That's more than coincidental.

The reason seems simple enough: buckets and their objects can be accessed through a custom hostname that's the same as the bucket name... and a bucket can optionally host an entire static web site -- with S3 automatically mapping requests from the incoming Host: header onto the bucket of the same name.

In S3, these variant URLs reference the same object "foo.txt" in the bucket "bucket.example.com". The first one works with static website hosting enabled and requires a DNS CNAME (or Alias in Route 53) or a DNS CNAME pointing to the regional REST endpoint; the others require no configuration:

http://bucket.example.com/foo.txt
http://bucket.example.com.s3.amazonaws.com/foo.txt
http://bucket.example.com.s3[-region].amazonaws.com/foo.txt
http://s3[-region].amazonaws.com/bucket.example.com/foo.txt   

If an object store service needs a simple mechanism to resolve the Host: header in an HTTP incoming request into a bucket name, the bucket name namespace also needs to be global. Anything else, it seems, would complicate the implementation significantly.

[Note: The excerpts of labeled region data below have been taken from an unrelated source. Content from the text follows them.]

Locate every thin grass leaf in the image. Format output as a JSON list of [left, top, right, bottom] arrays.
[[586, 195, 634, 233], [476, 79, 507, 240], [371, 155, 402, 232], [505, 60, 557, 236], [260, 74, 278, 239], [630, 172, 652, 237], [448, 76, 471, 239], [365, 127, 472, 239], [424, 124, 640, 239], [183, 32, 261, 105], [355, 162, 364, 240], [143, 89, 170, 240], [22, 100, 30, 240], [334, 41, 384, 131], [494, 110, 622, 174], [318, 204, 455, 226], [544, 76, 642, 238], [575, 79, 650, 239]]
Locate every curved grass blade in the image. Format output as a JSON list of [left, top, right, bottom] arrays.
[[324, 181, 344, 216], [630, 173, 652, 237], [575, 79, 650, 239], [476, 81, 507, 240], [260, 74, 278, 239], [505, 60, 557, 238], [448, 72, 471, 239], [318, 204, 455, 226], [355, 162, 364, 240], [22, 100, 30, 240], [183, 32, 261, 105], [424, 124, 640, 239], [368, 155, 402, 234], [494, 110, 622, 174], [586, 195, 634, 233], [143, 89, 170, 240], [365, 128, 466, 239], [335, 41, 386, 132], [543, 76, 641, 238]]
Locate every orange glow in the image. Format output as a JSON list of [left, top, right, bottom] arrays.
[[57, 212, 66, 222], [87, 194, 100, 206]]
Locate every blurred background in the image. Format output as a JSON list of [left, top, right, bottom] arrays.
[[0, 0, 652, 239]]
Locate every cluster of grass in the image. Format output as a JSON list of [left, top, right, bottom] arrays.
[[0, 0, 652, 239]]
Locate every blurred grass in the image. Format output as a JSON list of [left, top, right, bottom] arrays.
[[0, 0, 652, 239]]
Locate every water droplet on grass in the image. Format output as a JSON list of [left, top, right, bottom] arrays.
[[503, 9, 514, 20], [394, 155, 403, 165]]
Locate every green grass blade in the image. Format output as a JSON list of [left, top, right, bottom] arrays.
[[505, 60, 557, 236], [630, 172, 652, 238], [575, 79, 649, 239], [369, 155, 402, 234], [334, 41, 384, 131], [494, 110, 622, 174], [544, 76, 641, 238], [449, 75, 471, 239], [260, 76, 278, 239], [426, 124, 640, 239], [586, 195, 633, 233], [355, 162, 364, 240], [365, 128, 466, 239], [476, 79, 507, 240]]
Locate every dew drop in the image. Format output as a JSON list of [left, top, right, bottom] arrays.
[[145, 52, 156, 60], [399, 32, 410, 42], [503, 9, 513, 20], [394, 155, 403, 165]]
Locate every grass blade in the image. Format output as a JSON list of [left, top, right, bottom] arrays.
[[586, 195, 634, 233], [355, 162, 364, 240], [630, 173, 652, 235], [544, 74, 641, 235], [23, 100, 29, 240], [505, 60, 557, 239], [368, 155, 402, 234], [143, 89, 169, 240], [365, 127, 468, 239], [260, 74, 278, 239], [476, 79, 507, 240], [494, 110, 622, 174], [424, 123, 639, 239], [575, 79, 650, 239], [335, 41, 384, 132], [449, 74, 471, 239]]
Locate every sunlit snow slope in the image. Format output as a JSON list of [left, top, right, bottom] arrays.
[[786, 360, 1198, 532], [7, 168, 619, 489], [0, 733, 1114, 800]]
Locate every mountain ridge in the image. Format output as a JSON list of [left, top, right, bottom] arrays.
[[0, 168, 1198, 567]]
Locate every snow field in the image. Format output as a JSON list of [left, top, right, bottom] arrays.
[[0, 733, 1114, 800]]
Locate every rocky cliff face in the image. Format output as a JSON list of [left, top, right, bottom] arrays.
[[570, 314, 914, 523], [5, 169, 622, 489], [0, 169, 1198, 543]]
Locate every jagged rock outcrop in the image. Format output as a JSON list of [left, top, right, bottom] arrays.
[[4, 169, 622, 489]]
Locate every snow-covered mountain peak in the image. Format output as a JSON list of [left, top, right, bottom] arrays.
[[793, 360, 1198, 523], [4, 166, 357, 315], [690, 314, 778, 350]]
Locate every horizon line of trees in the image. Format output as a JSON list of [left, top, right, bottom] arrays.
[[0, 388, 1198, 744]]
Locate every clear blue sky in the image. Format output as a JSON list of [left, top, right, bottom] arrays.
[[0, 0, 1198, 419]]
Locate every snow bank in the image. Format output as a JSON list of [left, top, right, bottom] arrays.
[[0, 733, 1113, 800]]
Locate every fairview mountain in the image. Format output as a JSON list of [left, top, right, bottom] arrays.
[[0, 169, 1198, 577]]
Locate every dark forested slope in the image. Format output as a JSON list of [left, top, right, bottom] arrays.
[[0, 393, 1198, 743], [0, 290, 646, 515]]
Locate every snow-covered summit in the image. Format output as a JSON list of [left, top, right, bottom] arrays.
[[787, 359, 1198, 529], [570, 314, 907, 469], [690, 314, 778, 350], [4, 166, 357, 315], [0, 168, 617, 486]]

For hostnames to be mappable to bucket names, something has to be globally unique, since obviously no two buckets could respond to the same hostname. The restriction being applied to the bucket name itself leaves no room for ambiguity.

It also seems likely that many potential clients wouldn't like to have their account identified in bucket names.

Of course, you could always add your account id, or any random string, to your desired bucket name, e.g. jozxyqk-payroll, jozxyqk-personnel, if the bucket name you wanted wasn't available.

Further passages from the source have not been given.